Dockerfile Best Practices
Wheather you have developed a new feature or fixed a bug, once you push your changes to your remote repo a series of events will take place. An image will be built using a Dockerfile and then it will be deployed using Kubernetes. The image will be store in the registry and that will cost you. The processing power will be consumed to build the docker image from the Dockerfile and that will cost. And if you have truly adapted to DevOps culture, then you will be doing triggering this multiple times a day.This is why it’s important to optimize your Dockerfile.
Pick a better base image
You don’t need a commercial ship just to send a mail. It would be a colossal waste of resources. There is no one tool to solve all problems. So why do you use the same base image for everything? Just pick something simpler and lightweight.
The compressed size for python:3.9.21-bullseye is 331.28 MB whereas python:3.9.21-alpine3.20 is merely 20.27 MB. And unless you can’t build your app using the alpine version, there is no reason not to use it. Eventually you will be saving a lot of resources and money.
You can find lightweight versions for almost all popular base images.
Layer caching
When docker builds an image from a Dockerfile, it creates immutable layers based on the instructions. Consider the following Dockerfile.
# Use an official Python runtime as a parent image
FROM python:3.9.21-alpine3.20
# Set the working directory in the container
WORKDIR /app
# Copy the requirements file into the container
COPY . .
# Install dependencies
RUN pip install --no-cache-dir -r requirements.txt
# Expose the desired port (e.g., Flask default port)
EXPOSE 5000
# Define the command to run the application
CMD ["python", "app.py"]
In this Dockerfile, there is a minor issue. The dependencies will be installed every time there will be any code change. We don’t necessarily need that. We only need to reinstall dependencies when there is some changes to the requirements.txt
file. So, a better way to take advantage of the layer caching would the following Dockerfile.
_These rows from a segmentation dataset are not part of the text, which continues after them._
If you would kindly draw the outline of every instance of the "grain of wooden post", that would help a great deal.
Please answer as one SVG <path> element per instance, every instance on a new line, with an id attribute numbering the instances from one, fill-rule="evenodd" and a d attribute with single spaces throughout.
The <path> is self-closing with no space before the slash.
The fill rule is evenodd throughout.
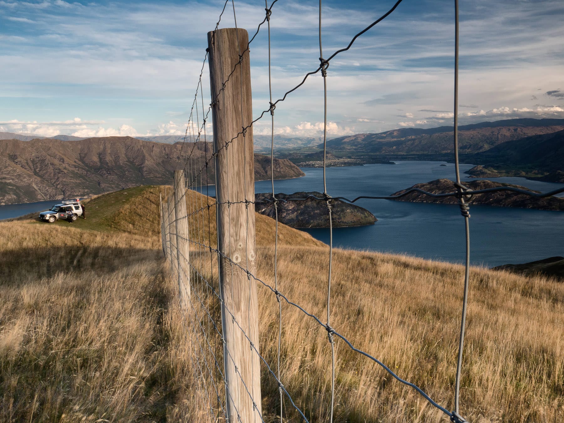
<path id="1" fill-rule="evenodd" d="M 170 257 L 169 259 L 170 261 L 170 265 L 173 270 L 176 271 L 177 268 L 177 252 L 176 252 L 176 210 L 174 209 L 174 195 L 169 196 L 168 198 L 169 204 L 169 233 L 170 242 Z"/>
<path id="2" fill-rule="evenodd" d="M 180 304 L 188 308 L 190 298 L 190 250 L 188 215 L 186 212 L 186 183 L 183 170 L 174 171 L 174 204 L 176 214 L 177 263 Z"/>
<path id="3" fill-rule="evenodd" d="M 225 307 L 225 307 L 222 309 L 223 336 L 226 349 L 229 351 L 224 354 L 229 391 L 228 413 L 230 422 L 237 421 L 239 412 L 241 421 L 256 423 L 261 421 L 259 413 L 262 412 L 260 359 L 237 326 L 243 328 L 258 351 L 257 287 L 241 268 L 256 273 L 254 207 L 239 202 L 254 200 L 253 128 L 245 130 L 245 136 L 240 135 L 231 142 L 252 121 L 248 51 L 243 55 L 241 63 L 223 87 L 224 81 L 239 61 L 240 52 L 246 49 L 248 40 L 248 33 L 240 28 L 219 29 L 214 34 L 208 33 L 212 100 L 217 96 L 213 113 L 214 147 L 218 152 L 215 157 L 218 248 L 222 255 L 229 258 L 222 258 L 219 263 L 222 297 Z M 228 207 L 228 201 L 231 203 Z"/>
<path id="4" fill-rule="evenodd" d="M 162 203 L 163 220 L 165 226 L 165 257 L 170 259 L 170 219 L 169 212 L 169 201 Z"/>
<path id="5" fill-rule="evenodd" d="M 158 195 L 158 214 L 161 222 L 161 245 L 162 246 L 162 254 L 166 257 L 166 240 L 165 238 L 165 211 L 162 205 L 162 195 Z"/>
# Use an official Python runtime as a parent image
FROM python:3.9.21-alpine3.20
# Set the working directory in the container
WORKDIR /app
# Copy the requirements file into the container
COPY requirements.txt .
# Install dependencies
RUN pip install --no-cache-dir -r requirements.txt
# Copy the rest of the application code
COPY . .
# Expose the desired port (e.g., Flask default port)
EXPOSE 5000
# Define the command to run the application
CMD ["python", "app.py"]
What causes cache invalidation?
- Changes to the files you’re copying
- Changes to the Dockerfile instruction
- Changes to any previous layer
Use .dockerignore
The purpose of any docker image is to run the app. Any other files which are not a requirement to run an app is pretty useless. To exclude such files it’s wiser to use a .dockerignore
file. It is particularly helpful if you are building packages in which you don’t need the source code any longer. All you need is the complied code.
Multi-stage build
Sometimes, we might need a more feature rich base image to build an app but not necessary to run the app. In such cases, we can use multi-stage build feature. To our previous Dockerfile example, we can make some changes as following.
# Stage 1: Build environment
FROM python:3.9.21-bullseye AS builder
# Set working directory
WORKDIR /app
# Copy the requirements file and install dependencies
COPY requirements.txt .
RUN pip install --no-cache-dir --target=/app/dependencies -r requirements.txt
# Stage 2: Runtime environment
FROM python:3.9.21-alpine3.20
# Set working directory
WORKDIR /app
# Copy dependencies from the builder stage
COPY --from=builder /app/dependencies /usr/local/lib/python3.10/site-packages
# Copy application code
COPY . .
# Expose the desired port
EXPOSE 5000
# Define the command to run the application
CMD ["python", "app.py"]
Using the bullseye version, we can build and install dependencies into a specific folder and then use a lightweight version to run the app.